Anything approaching a defeat for Russia will not be welcomed by everybody because it is not only China and India that want to avoid the total primacy of the United States – as happened after the break-up of the Soviet Union in 1991. Opec powers like Saudi Arabia want to keep their ability to manoeuvre, something they may lose in a unipolar world run by America.

Almost nobody knows what he is doing or why

Putin exaggerated Russia’s strength and underestimated Ukraine, along with its Nato allies. He decided to invade Ukraine, disregarding advice to the contrary by military and diplomatic experts, who were reportedly later aghast when they learned what he had done. Since then his openness to counter-arguments and advice from within the Russian elite has diminished even further, with almost nobody knowing what he is doing or why.

Western pundits are derisive or contemptuous of Putin’s isolation from real expertise, but this is characteristic of leaders in Britain and Italy, who likewise claim to be reversing national decline.

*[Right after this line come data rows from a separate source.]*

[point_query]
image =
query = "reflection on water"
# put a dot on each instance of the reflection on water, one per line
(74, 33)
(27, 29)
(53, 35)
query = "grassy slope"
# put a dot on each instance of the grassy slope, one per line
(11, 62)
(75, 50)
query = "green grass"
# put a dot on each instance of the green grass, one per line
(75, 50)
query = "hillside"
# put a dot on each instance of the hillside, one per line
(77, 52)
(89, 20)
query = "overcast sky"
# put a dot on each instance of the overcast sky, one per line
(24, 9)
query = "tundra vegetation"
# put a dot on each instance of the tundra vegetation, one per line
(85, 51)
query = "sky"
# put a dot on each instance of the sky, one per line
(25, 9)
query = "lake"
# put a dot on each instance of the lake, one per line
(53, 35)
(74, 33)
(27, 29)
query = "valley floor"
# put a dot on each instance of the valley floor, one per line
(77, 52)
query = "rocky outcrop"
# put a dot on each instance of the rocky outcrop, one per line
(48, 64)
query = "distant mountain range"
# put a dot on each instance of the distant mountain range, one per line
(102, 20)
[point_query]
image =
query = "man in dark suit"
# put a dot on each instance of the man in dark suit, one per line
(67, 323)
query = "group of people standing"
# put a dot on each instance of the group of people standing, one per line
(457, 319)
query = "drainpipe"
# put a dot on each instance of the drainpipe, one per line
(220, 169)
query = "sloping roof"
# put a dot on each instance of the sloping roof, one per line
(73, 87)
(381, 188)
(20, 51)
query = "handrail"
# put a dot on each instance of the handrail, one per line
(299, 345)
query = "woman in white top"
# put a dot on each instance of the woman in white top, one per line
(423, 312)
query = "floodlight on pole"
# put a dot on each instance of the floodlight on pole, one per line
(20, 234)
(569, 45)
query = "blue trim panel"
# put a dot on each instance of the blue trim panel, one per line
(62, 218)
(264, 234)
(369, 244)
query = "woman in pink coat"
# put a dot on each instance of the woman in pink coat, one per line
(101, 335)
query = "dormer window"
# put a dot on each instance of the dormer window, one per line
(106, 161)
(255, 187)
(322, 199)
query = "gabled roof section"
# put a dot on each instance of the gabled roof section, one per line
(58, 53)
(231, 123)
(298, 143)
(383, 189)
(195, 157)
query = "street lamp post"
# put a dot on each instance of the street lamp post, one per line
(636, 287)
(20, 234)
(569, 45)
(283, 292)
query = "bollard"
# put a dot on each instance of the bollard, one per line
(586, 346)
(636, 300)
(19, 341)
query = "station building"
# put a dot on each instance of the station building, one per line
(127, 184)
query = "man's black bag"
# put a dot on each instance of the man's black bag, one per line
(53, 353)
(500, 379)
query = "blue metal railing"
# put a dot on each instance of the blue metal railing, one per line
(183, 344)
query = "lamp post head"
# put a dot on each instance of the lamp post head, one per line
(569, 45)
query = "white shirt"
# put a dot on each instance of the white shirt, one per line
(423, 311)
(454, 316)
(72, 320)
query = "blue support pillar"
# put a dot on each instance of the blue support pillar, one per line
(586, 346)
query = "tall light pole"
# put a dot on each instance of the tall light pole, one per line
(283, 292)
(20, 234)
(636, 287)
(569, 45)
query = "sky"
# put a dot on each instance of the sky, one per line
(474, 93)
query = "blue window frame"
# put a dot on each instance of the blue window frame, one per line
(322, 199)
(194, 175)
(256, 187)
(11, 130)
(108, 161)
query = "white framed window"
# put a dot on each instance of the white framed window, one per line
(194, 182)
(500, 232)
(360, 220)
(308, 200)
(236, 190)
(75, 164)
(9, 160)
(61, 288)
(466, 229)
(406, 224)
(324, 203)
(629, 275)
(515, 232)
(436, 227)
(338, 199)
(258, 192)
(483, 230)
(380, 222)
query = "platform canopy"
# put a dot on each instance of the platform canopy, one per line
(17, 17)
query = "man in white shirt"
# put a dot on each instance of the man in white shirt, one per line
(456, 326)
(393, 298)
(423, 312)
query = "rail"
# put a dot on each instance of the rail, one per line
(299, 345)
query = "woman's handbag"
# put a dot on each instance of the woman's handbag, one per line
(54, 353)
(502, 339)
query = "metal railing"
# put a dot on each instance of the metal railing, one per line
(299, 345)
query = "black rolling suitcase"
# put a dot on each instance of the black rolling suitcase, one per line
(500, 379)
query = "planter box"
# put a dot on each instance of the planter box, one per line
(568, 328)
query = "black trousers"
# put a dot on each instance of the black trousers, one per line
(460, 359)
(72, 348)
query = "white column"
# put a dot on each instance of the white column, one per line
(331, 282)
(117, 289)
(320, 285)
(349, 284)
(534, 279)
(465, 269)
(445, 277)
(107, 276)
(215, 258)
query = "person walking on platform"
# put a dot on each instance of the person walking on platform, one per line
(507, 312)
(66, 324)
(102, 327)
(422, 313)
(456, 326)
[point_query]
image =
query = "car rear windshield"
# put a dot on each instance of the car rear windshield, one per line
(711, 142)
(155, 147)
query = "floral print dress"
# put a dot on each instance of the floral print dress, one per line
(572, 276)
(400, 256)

Politicians selling snake oil are unlikely to welcome the views of anybody who knows a lot about snakes or oil. But the greatest danger comes from leaders like Putin who believe their own propaganda.

Silvio Berlusconi and Boris Johnson were similar in their rhetoric and ambitious projects, such as giant bridges, but seldom did much about either. Truss, on the other hand, was willing to get rid of senior mandarins like Sir Tom Scholar for potentially hobbling her growth agenda, always about as realistic as Mao Zedong’s Great Leap Forward.

The anti-decline programme

A problem facing leaders with an anti-decline programme is that the challenges facing their countries are usually too complicated and deep-rooted for much to be done about them. They take refuge in scapegoating everybody from immigrants to the International Monetary Fund, as appears likely to happen with the incoming Italian government.

As prime minister, Giorgia Meloni will have to hold together a rancorous coalition of parties. Though Italian and British politics increasingly resemble each other, the difference is that in Britain factions are within a party rather than outside it.

Russia, Britain and Italy may differ in the extent of their decline, but none has thrown up leaders capable of dealing with it. Bad though cynical opportunists like Johnson and Berlusconi are, they may be less dangerous than Putin – and perhaps Truss – who suffer from a tunnel vision that is not so different from plain stupidity.

The leaders of nations with ebbing power and economic performance paradoxically fail to take on board that these failings are an excellent reason for not rocking the boat. Military conflicts and sudden shocks should be avoided.

Putin is doing poorly in Ukraine, but then the US and UK did not do much better in Iraq and Afghanistan. National decline is seldom as bad as it looks – until somebody attempts to reverse it.

Further thoughts

I was living in Belfast writing my PhD at Queen’s University when I first visited America in 1972. At that time Northern Ireland was one of the more violent places on the planet, aside from conventional war zones like Vietnam. But I was surprised in New York to find that people talked more, and even seemed more frightened, of violence than back in Belfast. I once asked eight or so people I was having dinner with if they had personally been the victim of or witness to an act of violence over the previous year. One hand went up, showing the huge gap between the perception of the threat of violence and actual violence as recorded in government data.

Nothing has changed much in the following half century, going by the run-up to the US mid-term elections in November. Fox News is focusing on violent crime so great swathes of people believe it is rising sharply when in fact it has been going steadily down.

The USA Department of Justice has published figures showing that between 1993 and 2021 the proportion of people who were the victim of some type of violence fell from 79.8 to 16.5 per 1,000. The violence includes rape or sexual assault, robbery, aggravated assault and simple assault. In the decade between 2012 and 2021, the figures fell from 26.1 to 16.5 per 1,000. In 2021 about 0.98 per cent of the US population (2.7 million) over 12 years of age experienced violent crime.